The best current drug for raising HDL is Niaspan. The torcetrapib/Lipitor combo should be better if it makes it to the market in 2006. Niaspan is a little tricky to get used to however. I found success by taking it all a bedtime with no food or drink (except water) at least 2 hours before. Two readings ago my HDL had risen to 55 and last time was 50. Each percentage point of improvement reduces risk significantly.
Five years ago, I had a moderate heart attack primarily affecting the right bottom of my heart. I didn't suffer cardiac arrest however.
I have a 100% occluded RCA which hasn't been fixed. The attending said that the blockage was long standing and different doctors had told me that I had a previous heart attack. I remember a similar episode in my early 30's, after running, that I toughed out by laying in bed for 4 days - probably ws the first one.

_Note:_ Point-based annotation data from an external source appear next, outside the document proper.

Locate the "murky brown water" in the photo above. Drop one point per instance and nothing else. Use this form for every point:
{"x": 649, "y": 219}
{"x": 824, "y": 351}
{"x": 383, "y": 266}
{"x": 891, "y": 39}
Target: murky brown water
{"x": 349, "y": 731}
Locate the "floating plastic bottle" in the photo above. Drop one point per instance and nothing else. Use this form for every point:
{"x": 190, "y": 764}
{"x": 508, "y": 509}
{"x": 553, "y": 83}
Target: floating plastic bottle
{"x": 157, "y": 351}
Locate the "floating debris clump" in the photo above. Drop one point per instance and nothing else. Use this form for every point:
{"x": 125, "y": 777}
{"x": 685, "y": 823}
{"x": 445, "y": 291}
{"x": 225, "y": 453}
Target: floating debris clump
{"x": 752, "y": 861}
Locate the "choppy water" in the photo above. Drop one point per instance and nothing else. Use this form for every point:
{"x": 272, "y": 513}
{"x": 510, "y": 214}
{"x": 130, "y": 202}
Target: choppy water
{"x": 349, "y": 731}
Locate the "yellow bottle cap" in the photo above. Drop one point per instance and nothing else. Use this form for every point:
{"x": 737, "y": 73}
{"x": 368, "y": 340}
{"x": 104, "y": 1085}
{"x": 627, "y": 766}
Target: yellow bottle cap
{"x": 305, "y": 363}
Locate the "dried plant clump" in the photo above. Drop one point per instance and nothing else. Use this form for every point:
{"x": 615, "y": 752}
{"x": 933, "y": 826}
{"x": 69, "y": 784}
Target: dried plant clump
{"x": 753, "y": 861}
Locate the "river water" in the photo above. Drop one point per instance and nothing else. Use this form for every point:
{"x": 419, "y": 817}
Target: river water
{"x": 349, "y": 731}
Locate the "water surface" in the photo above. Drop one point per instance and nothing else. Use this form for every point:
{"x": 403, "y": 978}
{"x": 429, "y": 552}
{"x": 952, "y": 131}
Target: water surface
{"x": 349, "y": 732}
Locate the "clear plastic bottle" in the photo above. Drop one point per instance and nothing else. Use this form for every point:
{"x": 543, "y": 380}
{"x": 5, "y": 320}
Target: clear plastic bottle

I'm quite a lot older than you, but I just don't do extremely demanding aerobic activities anymore. Pretty much everything that I do is long duration moderately aerobic. I think that they have the greatest value for overall improvement of heart function without causing further damage.
In your case, I would encourage jogging and not running.
If you don't live in an area with mountains, consider moving to one. I live in Seattle and plan on taking a short hike in the nearby Cascades later this afternoon.
Did you ever have problems with the Niaspan? Before you started taking it on an empty stomach before bedtime did you try the way they suggest by taking it with a low fat snack and an aspirin 1/2 hour before? And if so, did you ever have flushing symptoms prior to you figuring out the trick to taking it without getting the flushing? I still have Niaspan but have not taken it yet because I'm afraid it will aggravate my PVC's and A-Fib(which is under control).